How does DHT cause follicle miniaturization step by step?
Understanding the mechanism matters because it explains why treatments that block DHT work, and why they have to be taken continuously.
DHT is made in the scalp from testosterone by the enzyme 5-alpha reductase type II. DHT binds to androgen receptors inside hair follicle dermal papilla cells. That binding activates genes that produce proteins (including a protein called DKK-1) that inhibit hair follicle growth signals and promote early catagen entry. [1]
The result is a shortened anagen phase. A follicle that used to spend six years growing before shedding now spends two years, then one, then months. The resulting hair shaft gets thinner with each cycle because the matrix cells producing it have less time to work. This is miniaturization: a thick terminal hair becomes an intermediate "vellus-like" hair, then effectively invisible vellus fuzz, then nothing.
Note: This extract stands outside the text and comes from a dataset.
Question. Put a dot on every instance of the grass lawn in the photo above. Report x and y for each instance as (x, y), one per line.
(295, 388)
The window for reversal is when the follicle is still producing miniaturized hair. A follicle that still has some activity can, in principle, be restored with DHT blockade. A follicle that has been inactive long enough to be replaced by scar tissue cannot. This is why finasteride, which blocks 5-alpha reductase, is much more effective at preserving existing hair than regrowing hair that was lost years ago. And it is why starting treatment at Norwood II gives far better outcomes than starting at Norwood V. [5]
For more on blocking DHT as a treatment strategy, the article on DHT blockers covers both prescription and over-the-counter options with evidence grades.
How does AGA progression differ between men and women?
The mechanism is the same but the pattern, speed, and severity differ significantly.
In men, AGA typically follows the Hamilton-Norwood pattern: recession at the temples, thinning at the vertex (crown), and eventual confluence of the two zones. Frontal hairline recession is the usual first visible sign. [2]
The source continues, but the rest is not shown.